Get The Facts – Don’t Hop Into An Impulsive Purchase This Easter

By Larissa Gula

Two of the many baby bunnies that come to our shelter.

Two of the many baby bunnies that come to our shelter.

With Easter just around the corner, shoppers are starting to stock up on Easter necessities in preparation for the annual arrival of the Easter bunny. Among all of the Easter-day hype, there is also an undercurrent of baby bunny fever, often encouraged by pet stores or backyard breeders. While we always encourage adopting rabbits at an area shelter year round, sadly many people buy into the perpetuated idea that buying or adopting a rabbit for their family will be the perfect holiday gift. As a result, animal shelters see an increase in the number of rabbit surrenders in the months after Easter weekend. Unfortunately, many other rabbits are simply let loose into the outdoors by their owners, which gives them little chance of survival (especially fluffy white bunnies).

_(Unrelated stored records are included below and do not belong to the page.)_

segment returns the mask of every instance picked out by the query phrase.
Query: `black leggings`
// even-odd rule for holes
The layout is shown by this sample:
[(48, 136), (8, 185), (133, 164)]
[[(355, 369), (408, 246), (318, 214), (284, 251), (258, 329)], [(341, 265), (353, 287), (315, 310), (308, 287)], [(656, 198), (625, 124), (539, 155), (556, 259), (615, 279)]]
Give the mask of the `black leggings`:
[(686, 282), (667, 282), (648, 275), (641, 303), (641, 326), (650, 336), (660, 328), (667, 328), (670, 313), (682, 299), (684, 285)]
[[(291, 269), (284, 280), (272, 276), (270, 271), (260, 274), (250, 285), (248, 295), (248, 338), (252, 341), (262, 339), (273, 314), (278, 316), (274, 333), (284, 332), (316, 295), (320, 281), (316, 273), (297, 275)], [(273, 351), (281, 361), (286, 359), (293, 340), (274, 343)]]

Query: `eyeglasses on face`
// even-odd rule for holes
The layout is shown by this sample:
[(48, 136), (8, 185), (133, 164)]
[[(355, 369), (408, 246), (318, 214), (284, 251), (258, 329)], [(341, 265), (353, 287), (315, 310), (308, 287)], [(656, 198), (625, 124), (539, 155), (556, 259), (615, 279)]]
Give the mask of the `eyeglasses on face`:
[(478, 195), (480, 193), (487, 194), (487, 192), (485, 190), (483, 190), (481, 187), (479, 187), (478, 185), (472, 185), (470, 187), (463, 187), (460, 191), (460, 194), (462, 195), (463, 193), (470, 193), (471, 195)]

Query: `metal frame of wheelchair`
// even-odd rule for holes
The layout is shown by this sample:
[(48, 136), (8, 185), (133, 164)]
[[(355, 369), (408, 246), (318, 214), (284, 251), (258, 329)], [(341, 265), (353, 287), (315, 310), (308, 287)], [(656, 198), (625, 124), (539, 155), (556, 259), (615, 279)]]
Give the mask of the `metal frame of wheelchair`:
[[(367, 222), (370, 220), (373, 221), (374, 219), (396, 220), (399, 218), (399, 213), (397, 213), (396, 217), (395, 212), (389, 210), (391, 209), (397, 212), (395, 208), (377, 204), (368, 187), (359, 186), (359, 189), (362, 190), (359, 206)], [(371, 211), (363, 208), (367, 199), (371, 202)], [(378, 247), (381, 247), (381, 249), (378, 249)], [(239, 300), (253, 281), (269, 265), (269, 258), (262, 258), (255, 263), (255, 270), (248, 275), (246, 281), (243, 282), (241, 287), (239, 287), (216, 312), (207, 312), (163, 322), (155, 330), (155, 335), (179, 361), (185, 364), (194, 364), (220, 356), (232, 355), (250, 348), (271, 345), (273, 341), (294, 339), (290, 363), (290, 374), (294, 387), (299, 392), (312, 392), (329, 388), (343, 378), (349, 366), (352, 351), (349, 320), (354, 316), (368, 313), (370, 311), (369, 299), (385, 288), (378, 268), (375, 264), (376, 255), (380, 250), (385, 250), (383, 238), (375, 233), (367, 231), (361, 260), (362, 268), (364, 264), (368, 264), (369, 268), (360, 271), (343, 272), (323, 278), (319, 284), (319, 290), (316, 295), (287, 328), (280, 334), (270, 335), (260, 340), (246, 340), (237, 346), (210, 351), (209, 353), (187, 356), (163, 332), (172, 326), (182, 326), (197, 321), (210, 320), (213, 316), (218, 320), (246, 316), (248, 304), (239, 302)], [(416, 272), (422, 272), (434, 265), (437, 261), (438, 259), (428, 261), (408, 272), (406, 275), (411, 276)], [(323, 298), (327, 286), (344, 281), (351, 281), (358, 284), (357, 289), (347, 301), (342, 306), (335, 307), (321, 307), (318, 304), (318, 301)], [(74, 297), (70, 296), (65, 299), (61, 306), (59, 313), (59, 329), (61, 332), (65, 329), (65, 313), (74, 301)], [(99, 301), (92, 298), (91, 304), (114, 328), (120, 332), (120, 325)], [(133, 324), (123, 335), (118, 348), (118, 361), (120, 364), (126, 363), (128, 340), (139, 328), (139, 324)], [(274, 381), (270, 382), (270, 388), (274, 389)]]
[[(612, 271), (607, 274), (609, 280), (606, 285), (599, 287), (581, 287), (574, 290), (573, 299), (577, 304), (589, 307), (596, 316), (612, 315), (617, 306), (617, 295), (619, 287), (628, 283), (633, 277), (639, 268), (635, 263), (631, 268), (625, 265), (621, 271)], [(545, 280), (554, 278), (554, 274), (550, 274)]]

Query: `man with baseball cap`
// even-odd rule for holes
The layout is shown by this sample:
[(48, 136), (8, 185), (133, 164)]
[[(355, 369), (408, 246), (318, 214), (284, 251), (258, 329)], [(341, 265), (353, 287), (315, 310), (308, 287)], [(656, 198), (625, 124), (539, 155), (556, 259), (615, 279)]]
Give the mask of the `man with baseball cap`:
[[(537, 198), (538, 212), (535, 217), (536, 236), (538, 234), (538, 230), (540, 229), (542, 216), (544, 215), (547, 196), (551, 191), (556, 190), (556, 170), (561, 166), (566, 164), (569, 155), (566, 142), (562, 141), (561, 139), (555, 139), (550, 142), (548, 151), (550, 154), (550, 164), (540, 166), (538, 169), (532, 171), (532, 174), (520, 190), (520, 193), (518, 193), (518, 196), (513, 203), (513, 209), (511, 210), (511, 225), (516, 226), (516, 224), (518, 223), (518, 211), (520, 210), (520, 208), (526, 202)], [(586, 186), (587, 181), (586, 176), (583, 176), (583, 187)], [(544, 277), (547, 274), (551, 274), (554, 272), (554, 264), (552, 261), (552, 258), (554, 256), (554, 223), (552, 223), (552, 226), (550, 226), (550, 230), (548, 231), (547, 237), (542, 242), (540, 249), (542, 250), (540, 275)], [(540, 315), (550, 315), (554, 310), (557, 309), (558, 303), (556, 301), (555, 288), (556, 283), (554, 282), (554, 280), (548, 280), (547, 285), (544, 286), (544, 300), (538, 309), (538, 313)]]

Impulse adopters and buyers often don’t realize these general facts about pet rabbits:

  • Despite appearances to the contrary, rabbits are not low-maintenance pets; they are very social animals that can live up to ten years and require attention and stimulation, vet care, a litter box, hay, toys, special food and other basics; put simply, they require preparation and commitment like any other animal one might bring into their home.
  • Vet care for rabbits, unlike care for cats and dogs, is not always easy to find nearby, as not every vet can treat rabbits.
  • Rabbits  are ground loving creatures; young children in particular may want to pick them up and cuddle with them, when in reality this action is frightening and unnatural..
  • Families who adopt a young rabbit may soon find that as it grows, it will begin to spray, chew, bite, and claw at furniture, especially if it was never spayed or neutered. Exercise pens are the best way to keep bunnies in the appropriate space but still being able to roam.
  • Like kittens, cute little bunnies don’t come litter trained, and can be messier with more active digestive systems.
  • Families will need to “bunny proof” their house to make sure electric wires and furniture aren’t chewed.

As a result of people not understanding these basic facts about rabbit care, the Western PA Humane Society alone took in more than 500 bunnies during the year of 2012. Bunnies tend to take longer to adopt out than cats and dogs, with the average stay of 94 days at the shelter.  This past year, WPHS adopted out a bonded pair that had been here for 2 whole years!

To avoid the unfortunate result of an impulsive pet purchase, it’s important for anyone interest in adopting or purchasing a rabbit to educate themselves about these creatures and what to expect – and if you know someone who is thinking about doing so, now is the time to speak up and tell them why they should not adopt or buy a rabbit just because they are cute for the spring. Instead, encourage them to do more research about bunnies, and to visit their local shelters often to learn about the personalities of the bunnies available.